In a rousing, campaign-style speech the president warned lawmakers not to use political tactics to prevent the Senate from voting on gun reform measures, arguing that they have an obligation to the victims of gun violence.

"If our democracy's working the way it's supposed to and 90 percent of the American people agree on something, in the wake of a tragedy, you'd think this would not be a heavy lift," Obama said of the broad support for background checks. "And yet some folks back in Washington are already floating the idea that they may use political stunts to prevent votes on any of these reforms."

Obama's warning comes as a group of 13 Republican lawmakers are threatening to block a vote on gun control legislation.

"They're saying they'll do everything they can to even prevent any votes on these provisions. They're saying your opinion doesn't matter and that's not right. That is not right," Obama said, as the crowd took to its feet, chanting "we want a vote!"

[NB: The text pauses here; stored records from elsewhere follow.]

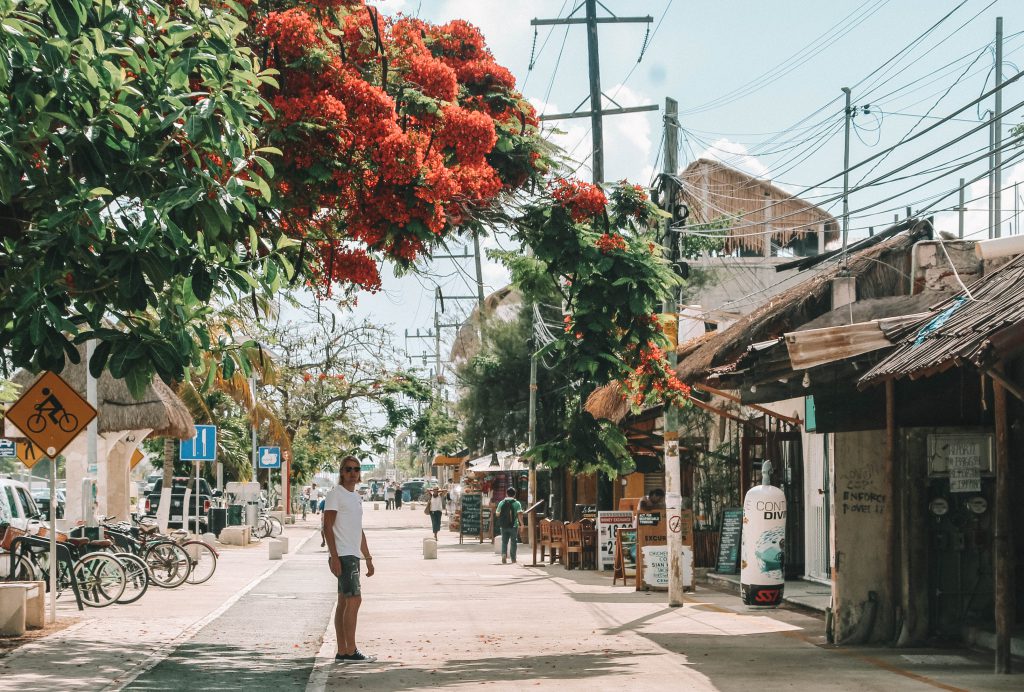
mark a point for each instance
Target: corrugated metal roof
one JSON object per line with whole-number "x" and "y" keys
{"x": 980, "y": 326}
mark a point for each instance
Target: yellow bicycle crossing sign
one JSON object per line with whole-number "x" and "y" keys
{"x": 50, "y": 414}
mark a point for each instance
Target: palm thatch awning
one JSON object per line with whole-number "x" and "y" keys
{"x": 880, "y": 270}
{"x": 160, "y": 409}
{"x": 761, "y": 212}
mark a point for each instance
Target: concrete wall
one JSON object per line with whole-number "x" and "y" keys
{"x": 860, "y": 505}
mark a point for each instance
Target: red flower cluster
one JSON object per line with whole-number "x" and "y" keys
{"x": 390, "y": 131}
{"x": 609, "y": 242}
{"x": 582, "y": 200}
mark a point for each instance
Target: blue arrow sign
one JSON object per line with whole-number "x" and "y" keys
{"x": 203, "y": 447}
{"x": 269, "y": 458}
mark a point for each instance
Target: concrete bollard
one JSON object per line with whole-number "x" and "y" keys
{"x": 12, "y": 609}
{"x": 275, "y": 550}
{"x": 429, "y": 549}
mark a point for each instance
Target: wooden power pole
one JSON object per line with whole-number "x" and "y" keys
{"x": 596, "y": 112}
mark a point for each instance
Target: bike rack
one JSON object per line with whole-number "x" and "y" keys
{"x": 29, "y": 544}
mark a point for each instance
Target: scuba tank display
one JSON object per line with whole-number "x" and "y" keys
{"x": 762, "y": 555}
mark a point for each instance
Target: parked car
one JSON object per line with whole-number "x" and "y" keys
{"x": 42, "y": 499}
{"x": 414, "y": 488}
{"x": 16, "y": 506}
{"x": 178, "y": 487}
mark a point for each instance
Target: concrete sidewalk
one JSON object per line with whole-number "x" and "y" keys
{"x": 466, "y": 619}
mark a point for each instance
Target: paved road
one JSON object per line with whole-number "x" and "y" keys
{"x": 457, "y": 622}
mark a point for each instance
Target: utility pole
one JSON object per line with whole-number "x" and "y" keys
{"x": 846, "y": 173}
{"x": 960, "y": 210}
{"x": 596, "y": 112}
{"x": 997, "y": 133}
{"x": 673, "y": 480}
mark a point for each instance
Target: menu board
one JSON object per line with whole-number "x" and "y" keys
{"x": 728, "y": 541}
{"x": 470, "y": 514}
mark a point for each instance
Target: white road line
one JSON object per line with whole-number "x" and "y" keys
{"x": 325, "y": 657}
{"x": 163, "y": 652}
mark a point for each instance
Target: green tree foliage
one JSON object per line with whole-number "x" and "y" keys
{"x": 131, "y": 180}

Nearly four months since the tragedy in Newtown, the president promised the parents of the slain children that "we will not walk away from the promises we've made."

"We want you to know that we're here with you," he said. "We are as determined as ever to do what must be done."

Before his remarks, the president met privately with several families of children who died in the Sandy Hook shooting. Many of those families then boarded Air Force One on their way to Washington to lobby Congress.

"If there's even one thing we can do to protect our kids, don't we have an obligation to try? If there's even one step we can take to keep somebody from murdering dozens of innocents in the span of minutes, shouldn't we be taking that step? If there's just one thing we can do to keep one father from having to bury his child, isn't that worth fighting for?" Obama said.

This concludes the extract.